Thomas Paine:  “It is only common sense that those who expect to reap the blessings of freedom must undergo the fatigue of supporting it.  I always opposed the tyranny of government, and of inherited power, but I recognize the necessity of fair taxation as a criterion of civic-mindedness.  We must deal with dangers in proportion to their true nature and actual potential costs.  A deep concern for the well-being of people in future generations is not communism or socialism.  It is not liberality or progressivism.  And it is a concept that is completely contrary to the modern-day expression of the radical right.  A responsible concern for the well-being of our descendents is diametrically opposed to the myopic intransigence of forces that defend the status quo.  An overarching concern for our descendents is rational.  Such a concern is the ultimate in morality and sanity.  It is a definitive form of common sense.”

Mark Twain:  “Tom and Huck and Jim, what do you reckon we should do about these critically important and perplexifying and concernful problems in the world today?”

Tom Sawyer:  “Shucks, let me see, I’ve grown up and become much more aware of the global ecological crisis.  The full scope of this rapidly mounting set of challenges is identified by the revealing 2005 Millennium Ecosystem Assessment.  I figure that most people don’t read such serious compendiums of facts and insights, so it is fortunate that the new film titled Home by the extraordinary photographer Yann Arthus-Bertrand has been produced to vividly portray these environmental challenges.  Check out this film, which can be viewed online!  My, hasn’t progress progressed!  It is because of such understandings that I support the Ecological Balance Initiative proposed by Dr. Twain.”

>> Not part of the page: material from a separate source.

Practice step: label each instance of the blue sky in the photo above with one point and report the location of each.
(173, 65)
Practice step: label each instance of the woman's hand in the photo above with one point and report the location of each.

Huck Finn:  “I tell you what, these problems sure make me want to absquatulate and light out for the territories.  Do you know any territories where space is available, and where there might be ‘gold in them thar hills’?  Or maybe I’ll just set off on another good long raft trip!  But really, I still feel like a common sensical boy, so it seems doggone clear to me that the most significant problem people face is the inegalitarian and unjust and shortsighted nature of our societies.  Let’s make change!  Peace is crucial for civilization.  Peace is justice.  Justice is peace.  Yep.”

Ben Rogers:  “You know, Tom and Huck, I feel like I’ve become a better citizen since the days of our magnificent boyhood adventures.  I’m no longer just a happy-go-lucky rascal.  I am alert to the ecological interconnectedness of all our actions, and I also see the extensive injustices that abound around the planet, and I understand the great fiscal risks of out-of-control public debt.  The United States has thrown caution to the wind with escalating levels of deficit spending.  This is not good.  Jim and I have talked about this situation, and we have come up with a solution.  This plan will deal with the looming debt crisis and the unfairness issues, and the environmental conundrums as well!”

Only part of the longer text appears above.